Governo deixou cibersegurança "quase na falência"
O fundador e ex-diretor do Centro Nacional de Cibersegurança (CNCS) , revela que o governo "nunca deu" a esta estrutura "a importância que as circunstâncias recomendavam como necessárias". Torres Sobral, um almirante na reserva que dirige atualmente a Entidade Fiscalizadora do Segredo de Estado, na Assembleia da República, não estranhou a demissão do último diretor do CNCS, Pedro Veiga, considerando até "expectável, face aos constantes constrangimentos orçamentais". Conforme o DN noticiou a falta de verbas para aquisição de equipamento e recrutamento de peritos de alto nível foram o motivo central para Pedro Veiga, professor da Faculdade de Ciências da Universidade de Lisboa.
O CNCS é a autoridade nacional com a missão de detetar e responder a ciberataques que ponham em causa o funcionamento das infraestruturas críticas (como hospitais, aeroportos, centrais elétricas) e os interesses nacionais.
"No último ano do meu mandato (2016) fomos atingidos em pleno pelas cativações. O governo chegou a cativar 60% das verbas próprias do CNCS, das quais estavam dependentes vários projetos e fundamentais para a compra de equipamentos. Não havia dinheiro para nada e entrámos quase em falência", conta este oficial superior de Marinha, que quebra pela primeira vez o silêncio, desde a sua saída do CNCS, também em conflito com o governo. Torres Sobral acrescenta que foram "divergências com o rumo" que o governo estava a a ter em relação ao Centro, que levaram à sua exoneração.
Recorde-se que, um dos planos do Centro, durante o comando de Torres Sobral, que acumulava aquele cargo com a chefia do Gabinete Nacional de Segurança (que dirigiu 12 anos), era dotar o Estado de sistemas de defesa contra ciberataques. Pretendia-se, numa primeira fase, instalar sensores nas redes informáticas dos ministérios das áreas de soberania - Negócios Estrangeiros, Justiça e Administração Interna - que permitiam em tempo real detetar e travar ciberataques. Numa segunda fase, conforme o DN explicou em maio de 2017, o projeto - designado Panorama - seria alargado a outros ministérios e infraestruturas críticas, como os setores da Energia, Transportes e Banca.
Na altura em que confirmou este projeto, em maio de 2017, o ainda diretor, Pedro Veiga, adiantou ao DN, que "o concurso será lançado em breve e em setembro/outubro contamos começar a instalar os primeiros sensores". Nunca tal chegou a acontecer.
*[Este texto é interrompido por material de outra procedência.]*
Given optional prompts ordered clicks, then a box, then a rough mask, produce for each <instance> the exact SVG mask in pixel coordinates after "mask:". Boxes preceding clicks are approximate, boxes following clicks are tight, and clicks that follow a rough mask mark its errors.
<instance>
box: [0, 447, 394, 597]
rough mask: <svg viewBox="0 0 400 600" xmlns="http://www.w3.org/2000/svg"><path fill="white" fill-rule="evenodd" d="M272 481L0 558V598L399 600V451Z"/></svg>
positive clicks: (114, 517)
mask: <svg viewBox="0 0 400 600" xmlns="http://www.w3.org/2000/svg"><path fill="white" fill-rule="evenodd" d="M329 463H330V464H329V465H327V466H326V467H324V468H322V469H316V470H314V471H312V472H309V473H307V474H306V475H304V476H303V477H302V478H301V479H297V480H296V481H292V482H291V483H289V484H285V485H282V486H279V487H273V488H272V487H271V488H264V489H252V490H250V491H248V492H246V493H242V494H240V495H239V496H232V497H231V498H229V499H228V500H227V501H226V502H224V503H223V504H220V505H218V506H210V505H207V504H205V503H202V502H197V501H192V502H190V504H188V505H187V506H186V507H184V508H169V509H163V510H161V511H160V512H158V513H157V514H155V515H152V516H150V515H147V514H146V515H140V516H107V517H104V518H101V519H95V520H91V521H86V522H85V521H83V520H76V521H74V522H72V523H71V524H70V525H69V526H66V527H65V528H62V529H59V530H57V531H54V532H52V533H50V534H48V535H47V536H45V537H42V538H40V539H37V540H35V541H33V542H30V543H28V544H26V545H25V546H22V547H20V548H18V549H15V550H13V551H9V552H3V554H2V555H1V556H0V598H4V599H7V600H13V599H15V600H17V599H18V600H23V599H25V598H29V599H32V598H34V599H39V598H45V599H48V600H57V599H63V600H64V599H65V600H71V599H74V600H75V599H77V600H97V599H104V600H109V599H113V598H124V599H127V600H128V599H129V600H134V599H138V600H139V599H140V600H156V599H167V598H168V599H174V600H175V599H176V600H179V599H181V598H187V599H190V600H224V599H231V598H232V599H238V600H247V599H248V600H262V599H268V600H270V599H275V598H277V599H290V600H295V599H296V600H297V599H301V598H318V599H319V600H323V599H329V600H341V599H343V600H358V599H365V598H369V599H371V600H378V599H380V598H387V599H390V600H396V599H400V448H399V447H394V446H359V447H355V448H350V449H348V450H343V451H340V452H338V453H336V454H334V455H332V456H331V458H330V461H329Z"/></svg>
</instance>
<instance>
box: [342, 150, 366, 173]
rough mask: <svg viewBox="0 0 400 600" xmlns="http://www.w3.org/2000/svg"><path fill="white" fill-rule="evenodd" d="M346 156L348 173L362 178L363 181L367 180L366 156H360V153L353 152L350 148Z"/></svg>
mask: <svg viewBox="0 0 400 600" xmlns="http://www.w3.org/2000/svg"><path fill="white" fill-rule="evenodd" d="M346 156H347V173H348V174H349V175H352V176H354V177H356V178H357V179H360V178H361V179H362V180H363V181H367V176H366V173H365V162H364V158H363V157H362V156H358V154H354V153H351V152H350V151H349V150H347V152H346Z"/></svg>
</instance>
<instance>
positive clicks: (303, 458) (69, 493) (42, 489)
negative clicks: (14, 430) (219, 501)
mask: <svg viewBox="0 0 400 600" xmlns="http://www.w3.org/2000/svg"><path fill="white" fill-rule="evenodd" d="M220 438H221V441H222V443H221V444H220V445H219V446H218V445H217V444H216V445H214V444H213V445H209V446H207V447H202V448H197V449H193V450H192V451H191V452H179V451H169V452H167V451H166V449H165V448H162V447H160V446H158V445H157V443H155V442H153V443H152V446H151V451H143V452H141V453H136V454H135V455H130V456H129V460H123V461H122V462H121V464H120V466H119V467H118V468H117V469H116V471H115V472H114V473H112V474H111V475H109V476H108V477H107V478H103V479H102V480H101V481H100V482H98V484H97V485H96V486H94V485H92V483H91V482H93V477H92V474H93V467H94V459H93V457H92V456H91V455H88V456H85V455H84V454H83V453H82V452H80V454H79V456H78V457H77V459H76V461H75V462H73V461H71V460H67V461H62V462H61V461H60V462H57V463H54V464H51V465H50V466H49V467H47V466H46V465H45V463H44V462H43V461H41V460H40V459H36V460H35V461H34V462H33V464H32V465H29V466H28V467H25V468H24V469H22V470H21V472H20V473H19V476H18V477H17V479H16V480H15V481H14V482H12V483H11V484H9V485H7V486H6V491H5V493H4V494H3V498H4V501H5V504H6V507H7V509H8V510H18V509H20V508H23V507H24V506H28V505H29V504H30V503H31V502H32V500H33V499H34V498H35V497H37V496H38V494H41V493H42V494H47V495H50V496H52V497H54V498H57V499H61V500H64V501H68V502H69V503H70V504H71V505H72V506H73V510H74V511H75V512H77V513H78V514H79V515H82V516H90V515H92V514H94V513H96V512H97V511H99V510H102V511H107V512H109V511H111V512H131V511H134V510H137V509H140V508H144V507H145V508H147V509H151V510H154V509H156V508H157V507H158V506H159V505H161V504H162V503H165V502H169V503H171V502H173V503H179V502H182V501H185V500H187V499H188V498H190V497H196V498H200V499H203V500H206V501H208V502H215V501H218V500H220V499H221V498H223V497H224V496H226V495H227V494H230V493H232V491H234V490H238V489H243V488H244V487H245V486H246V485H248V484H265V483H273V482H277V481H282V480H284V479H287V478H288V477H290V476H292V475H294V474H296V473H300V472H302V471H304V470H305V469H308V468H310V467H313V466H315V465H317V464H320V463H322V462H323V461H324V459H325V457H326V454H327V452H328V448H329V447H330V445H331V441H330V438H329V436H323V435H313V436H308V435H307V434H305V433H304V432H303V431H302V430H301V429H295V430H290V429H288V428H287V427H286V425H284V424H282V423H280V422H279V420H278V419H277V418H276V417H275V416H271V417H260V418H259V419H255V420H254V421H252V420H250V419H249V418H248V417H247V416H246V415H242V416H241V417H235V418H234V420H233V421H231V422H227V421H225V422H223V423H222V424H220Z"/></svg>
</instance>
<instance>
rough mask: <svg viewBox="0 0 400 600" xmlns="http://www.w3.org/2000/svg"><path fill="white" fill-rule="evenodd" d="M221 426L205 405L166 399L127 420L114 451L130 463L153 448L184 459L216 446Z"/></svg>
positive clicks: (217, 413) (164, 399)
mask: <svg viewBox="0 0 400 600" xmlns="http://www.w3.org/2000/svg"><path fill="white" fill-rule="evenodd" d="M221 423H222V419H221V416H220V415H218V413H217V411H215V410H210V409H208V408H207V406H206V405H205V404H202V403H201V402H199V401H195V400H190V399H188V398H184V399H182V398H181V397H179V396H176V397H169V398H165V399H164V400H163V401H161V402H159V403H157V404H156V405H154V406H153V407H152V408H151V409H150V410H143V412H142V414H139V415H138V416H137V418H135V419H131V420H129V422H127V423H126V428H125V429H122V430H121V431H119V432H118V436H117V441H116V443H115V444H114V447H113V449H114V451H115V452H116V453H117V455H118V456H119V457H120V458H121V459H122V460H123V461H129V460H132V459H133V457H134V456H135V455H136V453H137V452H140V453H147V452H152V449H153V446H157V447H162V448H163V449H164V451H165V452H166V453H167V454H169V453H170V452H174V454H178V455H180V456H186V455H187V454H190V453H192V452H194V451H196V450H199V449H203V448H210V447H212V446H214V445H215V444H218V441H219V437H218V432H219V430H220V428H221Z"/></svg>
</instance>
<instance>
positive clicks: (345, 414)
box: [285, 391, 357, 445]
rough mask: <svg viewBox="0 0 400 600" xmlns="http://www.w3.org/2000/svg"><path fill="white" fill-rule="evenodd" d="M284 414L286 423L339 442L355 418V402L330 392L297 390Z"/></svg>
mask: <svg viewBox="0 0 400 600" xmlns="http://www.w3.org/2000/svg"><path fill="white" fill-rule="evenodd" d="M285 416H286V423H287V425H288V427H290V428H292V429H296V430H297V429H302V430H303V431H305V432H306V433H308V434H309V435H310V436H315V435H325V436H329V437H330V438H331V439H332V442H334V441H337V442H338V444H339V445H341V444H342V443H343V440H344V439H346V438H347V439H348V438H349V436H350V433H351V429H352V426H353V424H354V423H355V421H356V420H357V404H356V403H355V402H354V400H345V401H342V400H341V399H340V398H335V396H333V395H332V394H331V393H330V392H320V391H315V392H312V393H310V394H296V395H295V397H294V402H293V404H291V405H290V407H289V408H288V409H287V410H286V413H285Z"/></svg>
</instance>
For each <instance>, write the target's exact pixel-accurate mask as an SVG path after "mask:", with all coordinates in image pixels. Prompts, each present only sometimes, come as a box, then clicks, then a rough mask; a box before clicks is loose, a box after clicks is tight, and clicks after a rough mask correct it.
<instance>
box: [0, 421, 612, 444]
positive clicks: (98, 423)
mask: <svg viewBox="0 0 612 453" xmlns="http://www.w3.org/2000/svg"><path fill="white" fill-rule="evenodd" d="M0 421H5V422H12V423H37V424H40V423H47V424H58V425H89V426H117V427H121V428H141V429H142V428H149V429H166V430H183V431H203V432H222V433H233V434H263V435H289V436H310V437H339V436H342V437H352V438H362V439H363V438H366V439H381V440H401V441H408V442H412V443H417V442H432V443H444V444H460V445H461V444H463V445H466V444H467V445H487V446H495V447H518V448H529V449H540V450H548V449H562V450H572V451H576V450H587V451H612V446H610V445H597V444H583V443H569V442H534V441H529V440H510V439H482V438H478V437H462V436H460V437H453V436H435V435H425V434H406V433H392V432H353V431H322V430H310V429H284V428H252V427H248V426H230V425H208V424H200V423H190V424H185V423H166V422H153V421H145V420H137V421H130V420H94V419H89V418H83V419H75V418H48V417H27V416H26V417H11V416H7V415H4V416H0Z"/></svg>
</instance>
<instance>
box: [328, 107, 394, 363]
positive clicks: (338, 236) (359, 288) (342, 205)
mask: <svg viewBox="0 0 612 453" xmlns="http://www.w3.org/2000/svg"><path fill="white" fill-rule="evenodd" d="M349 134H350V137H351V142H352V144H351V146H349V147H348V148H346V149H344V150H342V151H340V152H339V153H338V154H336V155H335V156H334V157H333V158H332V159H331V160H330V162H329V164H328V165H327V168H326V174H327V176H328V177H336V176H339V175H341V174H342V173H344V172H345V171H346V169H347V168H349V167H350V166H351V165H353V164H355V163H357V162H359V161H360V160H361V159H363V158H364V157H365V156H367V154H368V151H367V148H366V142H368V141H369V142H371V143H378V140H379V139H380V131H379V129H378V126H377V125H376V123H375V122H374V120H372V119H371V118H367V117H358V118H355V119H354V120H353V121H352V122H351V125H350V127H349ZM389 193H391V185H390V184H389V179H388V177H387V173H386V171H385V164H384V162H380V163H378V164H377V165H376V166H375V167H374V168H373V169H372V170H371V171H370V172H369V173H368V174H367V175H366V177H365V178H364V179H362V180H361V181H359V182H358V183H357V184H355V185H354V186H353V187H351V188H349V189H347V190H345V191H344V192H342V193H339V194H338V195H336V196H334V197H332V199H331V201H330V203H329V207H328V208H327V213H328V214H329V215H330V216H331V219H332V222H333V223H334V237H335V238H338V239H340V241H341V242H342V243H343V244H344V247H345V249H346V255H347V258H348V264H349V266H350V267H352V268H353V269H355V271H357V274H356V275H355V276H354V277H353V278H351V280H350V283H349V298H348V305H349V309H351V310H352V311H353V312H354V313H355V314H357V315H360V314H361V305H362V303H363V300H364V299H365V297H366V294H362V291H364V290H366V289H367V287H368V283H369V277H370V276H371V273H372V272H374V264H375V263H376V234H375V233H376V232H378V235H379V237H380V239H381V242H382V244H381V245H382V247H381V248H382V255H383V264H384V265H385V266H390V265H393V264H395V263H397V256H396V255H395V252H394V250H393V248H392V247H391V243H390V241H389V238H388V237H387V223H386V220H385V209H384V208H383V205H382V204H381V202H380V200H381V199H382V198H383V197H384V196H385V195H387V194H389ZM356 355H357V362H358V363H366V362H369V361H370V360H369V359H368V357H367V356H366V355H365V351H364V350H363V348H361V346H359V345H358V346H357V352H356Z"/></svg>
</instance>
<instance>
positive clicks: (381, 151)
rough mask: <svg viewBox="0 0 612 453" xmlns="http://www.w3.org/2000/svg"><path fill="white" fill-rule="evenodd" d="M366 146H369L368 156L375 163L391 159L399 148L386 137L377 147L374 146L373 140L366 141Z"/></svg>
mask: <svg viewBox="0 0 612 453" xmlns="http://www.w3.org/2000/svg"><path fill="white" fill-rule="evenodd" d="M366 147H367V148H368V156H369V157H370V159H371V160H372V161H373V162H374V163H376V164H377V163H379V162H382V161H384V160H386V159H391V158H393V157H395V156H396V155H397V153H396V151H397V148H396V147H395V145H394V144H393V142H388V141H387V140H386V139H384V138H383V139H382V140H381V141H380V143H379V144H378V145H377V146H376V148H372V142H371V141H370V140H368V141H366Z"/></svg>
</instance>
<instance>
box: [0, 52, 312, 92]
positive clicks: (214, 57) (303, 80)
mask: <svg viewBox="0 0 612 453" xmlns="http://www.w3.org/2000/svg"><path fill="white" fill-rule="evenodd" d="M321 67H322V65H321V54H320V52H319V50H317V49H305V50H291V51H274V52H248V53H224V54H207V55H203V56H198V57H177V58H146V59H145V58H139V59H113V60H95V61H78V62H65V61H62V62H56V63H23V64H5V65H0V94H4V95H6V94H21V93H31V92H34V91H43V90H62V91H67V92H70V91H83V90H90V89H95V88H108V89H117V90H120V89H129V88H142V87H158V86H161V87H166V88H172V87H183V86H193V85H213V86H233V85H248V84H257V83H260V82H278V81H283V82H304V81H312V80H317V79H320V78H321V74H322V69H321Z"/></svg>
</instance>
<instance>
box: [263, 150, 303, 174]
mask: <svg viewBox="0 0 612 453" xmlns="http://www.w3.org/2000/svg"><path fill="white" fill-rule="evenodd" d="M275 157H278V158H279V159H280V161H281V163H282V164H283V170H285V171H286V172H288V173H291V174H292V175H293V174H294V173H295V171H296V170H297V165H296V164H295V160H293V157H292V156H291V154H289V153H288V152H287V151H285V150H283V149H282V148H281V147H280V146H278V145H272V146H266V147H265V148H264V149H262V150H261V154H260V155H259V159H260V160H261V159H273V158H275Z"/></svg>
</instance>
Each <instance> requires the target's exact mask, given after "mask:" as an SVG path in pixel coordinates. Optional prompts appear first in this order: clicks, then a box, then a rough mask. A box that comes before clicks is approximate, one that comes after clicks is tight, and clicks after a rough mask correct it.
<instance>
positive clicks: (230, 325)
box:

Segundo sabe o DN, apenas a rede do ministério da Administração Interna está monitorizada por este programa.
Antes de Pedro Veiga, dirigiu o CNCS José Carlos Martins, que o governo foi buscar à Presidência da República, onde dirigia a equipa de segurança informática, para coordenar as operações do Centro. Foi nomeado em setembro de 2014 e saiu, já com este governo, em março de 2016, pediu demissão invocando "motivos pessoais".
O professor tentou ultrapassar as limitações financeiras propondo ao governo que passasse para o CNCS a responsabilidade de gestão do domínio Internet Portugal [PT], nas mãos de uma associação privada, que sucedeu à Fundação para a Computação Científica Nacional. No seu entender esta medida "era fundamental para um conhecimento mais perfeito da estrutura de cibersegurança de um país que essa infraestrutura fosse detida pelo Centro de Cibersegurança".
Pedro Veiga salientou que estão em causa 2.5 milhões de euros anuais que "se tivessem revertido para o Estado, permitiam recrutar os recursos humanos que fazem tanta falta". O ex-diretor do centro garante que a situação era do conhecimento do Ministro da Ciência, Manuel Heitor que acusa de ter prometido e não cumprido aceitar o plano de Pedro Veiga para reforçar financeiramente o CNCS.
O gabinete da ministra Maria Manuel Leitão Marques, que tutela este serviço, refuta que tenham sido problemas financeiros a motivar a saída de Pedro Veiga. "Reforçámos o orçamento para recursos humanos do gabinete em 20%. O problema é a competição com o privado", sublinha fonte oficial do governo. Por outro lado, alega que o programa Panorama "está a funcionar". Questionado sobre se mais algum ministério, além do MAI, foi integrado, a tutela invoca o facto de se tratar de "matéria classificada" para não responder.